Two Paths to Mastery | Generated by AI
Both approaches are valid, but they suit different people, goals, and stages of learning. Neither is universally “better”—they represent two ends of a spectrum: intrinsic motivation/enjoyment-driven exploration vs. discipline/grinding/deliberate hard work.
1. Enjoyment-Driven Learning (exemplified by yinwang.org / Wang Yin style)
Wang Yin (王垠) is a prominent Chinese programmer and writer (former Google engineer) who strongly criticizes rote, exam-oriented education (especially the Chinese system). He emphasizes:
- Deep understanding of fundamentals
- Learning through curiosity, beauty, and personal interest
- Thinking independently rather than memorizing or doing endless practice problems
Strengths:
- Sustainable long-term → Less burnout
- Leads to genuine mastery and creativity
- Better retention and ability to apply knowledge in novel ways
- More enjoyable, so you stick with it for decades
Weaknesses:
- Can be inefficient or slow if you only study what feels fun right now
- May struggle in highly competitive, structured environments (admissions, certifications, certain jobs)
- Requires strong self-discipline anyway— “just follow interest” often fails without structure
2. Grinding / Discipline-Driven (the MIT PhD journey style, e.g., from ordinary Chinese high school → top undergrad → MIT PhD)
This represents the classic high-achiever path many successful people (especially in competitive fields like CS, physics, math from Asia) take:
- Long hours of deliberate practice
- High-volume problem solving
- Systematic preparation for exams (Gaokao, GRE, research output, etc.)
- Pushing through when it’s not fun
Examples include many MIT/Stanford/CMU PhDs from non-elite backgrounds who succeeded through extreme work ethic.
Strengths:
- Extremely effective for measurable, competitive goals (admissions, competitions, publications)
- Builds resilience, time management, and raw technical skill
- Deliberate practice (focused, repetitive, with feedback) is proven to be the main driver of expertise (see Anders Ericsson’s research on deliberate practice)
- Opens doors that pure “interest-based” learning often cannot (top programs are hyper-competitive)
Weaknesses:
- High risk of burnout, mental health issues, loss of intrinsic motivation
- Can lead to shallow understanding if it’s pure memorization without reflection
- Not enjoyable → harder to sustain after the external goal (PhD, job) is achieved
My Overall View
- The best path is usually a combination: Use grinding/discipline to build a strong foundation and achieve thresholds (e.g., get into good programs, master core skills), while cultivating genuine interest and enjoyment for long-term growth and creativity.
- Many “enjoyment” advocates like Wang Yin succeeded partly because they had enough talent or early foundation to afford following their curiosity.
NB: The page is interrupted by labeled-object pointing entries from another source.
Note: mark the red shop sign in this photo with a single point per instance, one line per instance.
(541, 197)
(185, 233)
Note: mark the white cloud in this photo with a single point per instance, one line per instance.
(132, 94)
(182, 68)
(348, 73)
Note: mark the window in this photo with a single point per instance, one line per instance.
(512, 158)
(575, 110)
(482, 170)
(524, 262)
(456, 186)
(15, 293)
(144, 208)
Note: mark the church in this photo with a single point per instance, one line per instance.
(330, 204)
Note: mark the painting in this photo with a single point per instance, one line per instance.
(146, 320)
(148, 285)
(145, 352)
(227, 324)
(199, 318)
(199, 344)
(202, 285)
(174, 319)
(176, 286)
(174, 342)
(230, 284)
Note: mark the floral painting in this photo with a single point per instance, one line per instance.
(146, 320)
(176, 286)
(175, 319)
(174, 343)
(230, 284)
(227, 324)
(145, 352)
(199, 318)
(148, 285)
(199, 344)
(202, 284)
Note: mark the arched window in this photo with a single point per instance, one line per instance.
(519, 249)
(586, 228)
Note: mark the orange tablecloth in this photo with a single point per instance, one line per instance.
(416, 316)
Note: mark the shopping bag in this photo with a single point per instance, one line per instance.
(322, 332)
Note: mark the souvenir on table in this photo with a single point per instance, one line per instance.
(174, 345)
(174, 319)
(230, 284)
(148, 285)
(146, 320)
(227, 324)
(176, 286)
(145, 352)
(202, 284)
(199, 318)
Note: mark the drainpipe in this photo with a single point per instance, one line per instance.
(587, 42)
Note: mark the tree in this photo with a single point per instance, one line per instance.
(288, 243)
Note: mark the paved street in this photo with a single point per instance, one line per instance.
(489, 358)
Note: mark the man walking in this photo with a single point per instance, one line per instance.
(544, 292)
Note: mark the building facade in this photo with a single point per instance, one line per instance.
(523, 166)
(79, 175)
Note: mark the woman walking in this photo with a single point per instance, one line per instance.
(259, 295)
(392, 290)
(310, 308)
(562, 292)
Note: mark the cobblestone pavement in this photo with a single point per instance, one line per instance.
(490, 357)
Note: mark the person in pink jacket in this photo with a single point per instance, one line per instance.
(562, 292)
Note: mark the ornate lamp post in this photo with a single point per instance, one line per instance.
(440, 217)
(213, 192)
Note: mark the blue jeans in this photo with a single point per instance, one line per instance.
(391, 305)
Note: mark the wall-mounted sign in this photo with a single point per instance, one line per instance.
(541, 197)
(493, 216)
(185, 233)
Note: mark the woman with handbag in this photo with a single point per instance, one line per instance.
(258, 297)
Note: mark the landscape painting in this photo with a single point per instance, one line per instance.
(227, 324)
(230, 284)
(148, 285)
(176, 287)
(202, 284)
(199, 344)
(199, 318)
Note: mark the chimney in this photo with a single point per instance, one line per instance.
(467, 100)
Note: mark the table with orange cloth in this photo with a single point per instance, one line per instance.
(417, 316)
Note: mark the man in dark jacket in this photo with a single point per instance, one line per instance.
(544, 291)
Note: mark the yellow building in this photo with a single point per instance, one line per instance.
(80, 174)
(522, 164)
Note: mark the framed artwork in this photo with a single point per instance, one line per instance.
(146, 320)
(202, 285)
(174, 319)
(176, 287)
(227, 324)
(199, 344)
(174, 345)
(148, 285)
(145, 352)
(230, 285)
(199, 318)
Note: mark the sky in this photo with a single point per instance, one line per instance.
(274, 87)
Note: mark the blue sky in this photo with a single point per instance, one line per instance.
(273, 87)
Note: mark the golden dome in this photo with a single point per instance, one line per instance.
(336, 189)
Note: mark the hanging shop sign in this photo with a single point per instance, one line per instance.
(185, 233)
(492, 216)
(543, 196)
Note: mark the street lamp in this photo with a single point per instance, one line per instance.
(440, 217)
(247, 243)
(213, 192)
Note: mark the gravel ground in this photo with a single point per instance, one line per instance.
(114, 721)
For most people starting from average backgrounds in competitive systems, some grinding is unavoidable.
- Pure grinding without any developing interest often leads to regret or quitting later.
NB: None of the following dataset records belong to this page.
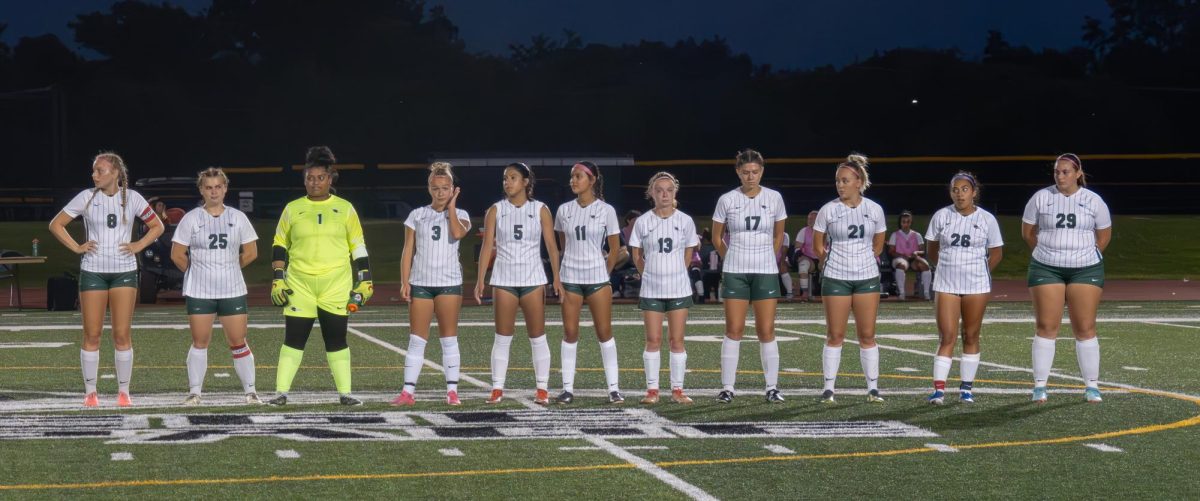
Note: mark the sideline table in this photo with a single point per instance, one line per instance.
(15, 263)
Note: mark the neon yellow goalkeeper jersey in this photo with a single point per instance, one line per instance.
(321, 236)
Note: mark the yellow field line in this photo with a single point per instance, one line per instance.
(312, 477)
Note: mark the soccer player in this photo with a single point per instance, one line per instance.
(965, 245)
(805, 257)
(755, 217)
(211, 245)
(431, 281)
(849, 237)
(905, 248)
(663, 241)
(317, 237)
(1068, 227)
(108, 270)
(583, 225)
(511, 228)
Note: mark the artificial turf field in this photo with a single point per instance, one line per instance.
(1141, 442)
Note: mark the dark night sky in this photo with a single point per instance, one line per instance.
(784, 34)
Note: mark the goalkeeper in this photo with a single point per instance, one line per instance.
(316, 241)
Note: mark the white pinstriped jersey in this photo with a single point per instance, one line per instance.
(519, 245)
(664, 243)
(585, 230)
(214, 245)
(109, 228)
(435, 251)
(963, 245)
(850, 233)
(1067, 227)
(751, 224)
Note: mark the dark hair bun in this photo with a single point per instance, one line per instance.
(319, 156)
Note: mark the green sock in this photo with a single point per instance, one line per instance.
(289, 362)
(340, 364)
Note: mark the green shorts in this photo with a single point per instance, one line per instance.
(519, 290)
(94, 281)
(1042, 275)
(751, 287)
(585, 289)
(429, 291)
(664, 306)
(833, 287)
(223, 307)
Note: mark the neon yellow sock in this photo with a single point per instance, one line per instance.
(289, 363)
(340, 364)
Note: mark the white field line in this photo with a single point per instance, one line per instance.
(624, 323)
(1014, 368)
(641, 464)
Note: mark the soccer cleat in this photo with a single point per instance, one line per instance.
(403, 398)
(827, 397)
(564, 398)
(615, 397)
(652, 397)
(936, 398)
(497, 396)
(678, 397)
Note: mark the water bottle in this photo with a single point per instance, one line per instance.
(355, 302)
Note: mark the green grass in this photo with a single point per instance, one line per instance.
(1143, 247)
(1156, 463)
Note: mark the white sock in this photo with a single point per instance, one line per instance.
(1089, 355)
(969, 367)
(831, 360)
(1043, 360)
(501, 345)
(90, 363)
(611, 367)
(652, 361)
(451, 361)
(540, 361)
(730, 351)
(870, 360)
(569, 354)
(941, 369)
(197, 364)
(244, 364)
(124, 362)
(769, 355)
(413, 362)
(678, 368)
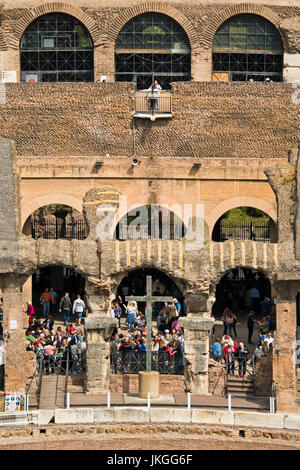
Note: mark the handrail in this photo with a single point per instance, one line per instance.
(67, 377)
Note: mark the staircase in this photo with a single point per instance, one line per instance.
(52, 392)
(240, 386)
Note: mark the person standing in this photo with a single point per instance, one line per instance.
(78, 309)
(153, 95)
(250, 325)
(46, 302)
(66, 306)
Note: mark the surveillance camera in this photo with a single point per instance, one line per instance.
(135, 161)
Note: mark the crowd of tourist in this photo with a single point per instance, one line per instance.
(236, 354)
(130, 343)
(57, 346)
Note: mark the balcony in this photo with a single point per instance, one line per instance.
(142, 106)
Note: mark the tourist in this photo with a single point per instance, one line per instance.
(255, 297)
(46, 302)
(78, 309)
(217, 350)
(66, 307)
(230, 322)
(30, 312)
(241, 354)
(49, 358)
(153, 96)
(131, 315)
(250, 325)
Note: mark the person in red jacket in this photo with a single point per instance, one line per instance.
(228, 354)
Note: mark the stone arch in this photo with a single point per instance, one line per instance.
(54, 7)
(154, 7)
(122, 214)
(214, 24)
(261, 204)
(3, 45)
(40, 201)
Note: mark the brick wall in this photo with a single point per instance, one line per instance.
(210, 120)
(129, 383)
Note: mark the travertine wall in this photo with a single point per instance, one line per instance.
(210, 120)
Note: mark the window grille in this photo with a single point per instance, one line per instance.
(248, 47)
(152, 46)
(57, 48)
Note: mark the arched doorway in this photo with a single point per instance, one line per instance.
(153, 221)
(134, 283)
(236, 291)
(57, 47)
(152, 46)
(61, 279)
(247, 47)
(245, 223)
(56, 221)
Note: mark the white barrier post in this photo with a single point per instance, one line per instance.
(189, 401)
(229, 403)
(68, 401)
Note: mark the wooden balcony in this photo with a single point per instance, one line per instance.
(142, 106)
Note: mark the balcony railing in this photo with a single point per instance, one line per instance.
(162, 109)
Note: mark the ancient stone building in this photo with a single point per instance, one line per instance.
(76, 131)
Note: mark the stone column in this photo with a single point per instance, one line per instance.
(284, 364)
(196, 333)
(14, 335)
(98, 333)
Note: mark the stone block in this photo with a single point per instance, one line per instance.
(205, 416)
(202, 347)
(45, 416)
(170, 415)
(244, 418)
(103, 415)
(291, 422)
(132, 415)
(74, 416)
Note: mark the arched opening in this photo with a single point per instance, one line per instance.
(247, 47)
(134, 283)
(153, 221)
(57, 47)
(56, 221)
(59, 278)
(245, 223)
(152, 46)
(241, 290)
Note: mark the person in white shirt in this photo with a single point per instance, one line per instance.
(78, 309)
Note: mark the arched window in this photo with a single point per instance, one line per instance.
(247, 47)
(152, 46)
(57, 48)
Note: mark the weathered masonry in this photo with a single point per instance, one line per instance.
(223, 138)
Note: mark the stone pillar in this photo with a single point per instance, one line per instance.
(14, 335)
(196, 333)
(98, 332)
(98, 296)
(284, 364)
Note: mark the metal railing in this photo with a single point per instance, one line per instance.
(239, 363)
(59, 230)
(142, 104)
(132, 362)
(244, 230)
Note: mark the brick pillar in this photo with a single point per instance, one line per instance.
(196, 332)
(14, 335)
(98, 332)
(284, 364)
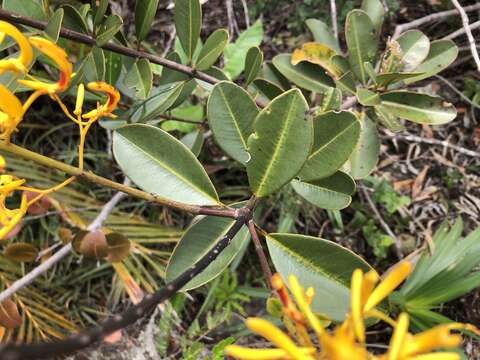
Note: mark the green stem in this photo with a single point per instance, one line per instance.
(91, 177)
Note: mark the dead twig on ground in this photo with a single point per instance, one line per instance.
(468, 32)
- Pure enjoyment without discipline rarely reaches elite levels in competitive fields.
Individual differences matter a lot:
- Some people naturally enjoy deep technical topics → they can learn more via the first way.
- Others need external structure and goals to push themselves → grinding works better initially.
In practice, highly successful people (including many MIT PhDs) often combine both: they grind hard on the required material while finding pockets of enjoyment or deeper meaning in parts of it.
What are your own goals (e.g., competitive admissions, self-learning for fun, career in tech/research)? That would help determine which approach (or mix) fits you better.